Habakkuk felt the way that we should feel when we watch injustice and ungodliness begin to creep in and gain control of our city and nation. We live in a democratic society. We are told, “You have a vote. Use your vote to bring about change in society if you don’t like what is going on.” Really? Make no mistake about it, we should vote, but I believe that there is something more powerful than a vote and that is a passionate prayer to the omnipotent God who alone can change hearts as well as society. God answered Habakkuk’s question in Habakkuk 1:5-11.

5 “Look at the nations and watch– and be utterly amazed. For I am going to do something in your days that you would not believe, even if you were told. 6 I am raising up the Babylonians, that ruthless and impetuous people, who sweep across the whole earth to seize dwelling places not their own. 7 They are a feared and dreaded people; they are a law to themselves and promote their own honor. 8 Their horses are swifter than leopards, fiercer than wolves at dusk. Their cavalry gallops headlong; their horsemen come from afar.
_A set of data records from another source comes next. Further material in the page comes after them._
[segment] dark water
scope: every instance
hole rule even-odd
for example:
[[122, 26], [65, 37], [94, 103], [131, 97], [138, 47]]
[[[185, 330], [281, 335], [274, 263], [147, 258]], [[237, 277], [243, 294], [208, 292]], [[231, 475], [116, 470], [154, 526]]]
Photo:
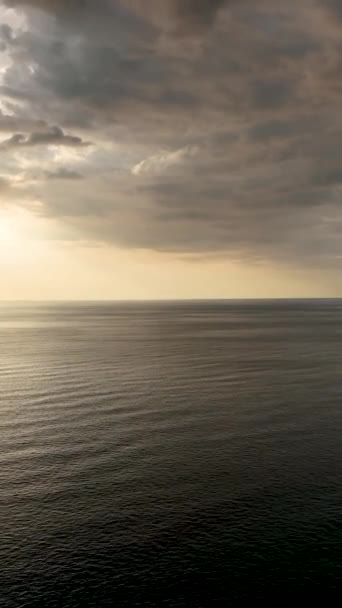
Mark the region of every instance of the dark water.
[[0, 306], [0, 603], [342, 580], [342, 302]]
They fly like a vulture swooping to devour; 9 they all come bent on violence. Their hordes advance like a desert wind and gather prisoners like sand. 10 They deride kings and scoff at rulers. They laugh at all fortified cities; they build earthen ramps and capture them. 11 Then they sweep past like the wind and go on– guilty men, whose own strength is their god.” (Habakkuk 1:5-11 NIV)
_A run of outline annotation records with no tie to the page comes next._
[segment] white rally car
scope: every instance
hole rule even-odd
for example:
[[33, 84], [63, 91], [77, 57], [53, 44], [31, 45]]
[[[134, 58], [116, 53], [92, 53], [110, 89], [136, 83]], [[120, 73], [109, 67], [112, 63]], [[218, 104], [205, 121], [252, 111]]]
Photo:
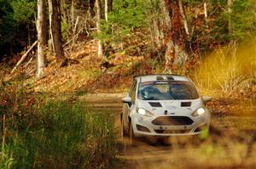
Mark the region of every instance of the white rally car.
[[123, 99], [122, 134], [134, 137], [195, 135], [207, 131], [210, 113], [193, 82], [174, 75], [134, 77]]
Habakkuk could have never imagined the answer that he received from the Lord. God said, “I’m already on it Habakkuk. What I’m doing will blow your mind! I am bringing the Babylonians in to clean house.” God’s answer did just that—it blew Habakkuk’s mind. Imagine if you prayed Habakkuk’s prayer for our own nation and God answered you by saying, “I’m on it. Get ready because I’m bringing Al Qaeda and the Taliban in to clean house in America.” Can you imagine how God’s answer would interrupt your train of thought? You might go from thinking about how bad things have gotten in our nation to wondering how in the world God could use a group as evil and ruthless as those guys to change us?

Habakkuk cried out to God a second time. This time he doesn’t complain about the injustice, ungodliness, and violence of his people, but he wonders out loud how God could align Himself with the wicked Babylonians. Read along with me in Habakkuk 1:12-17.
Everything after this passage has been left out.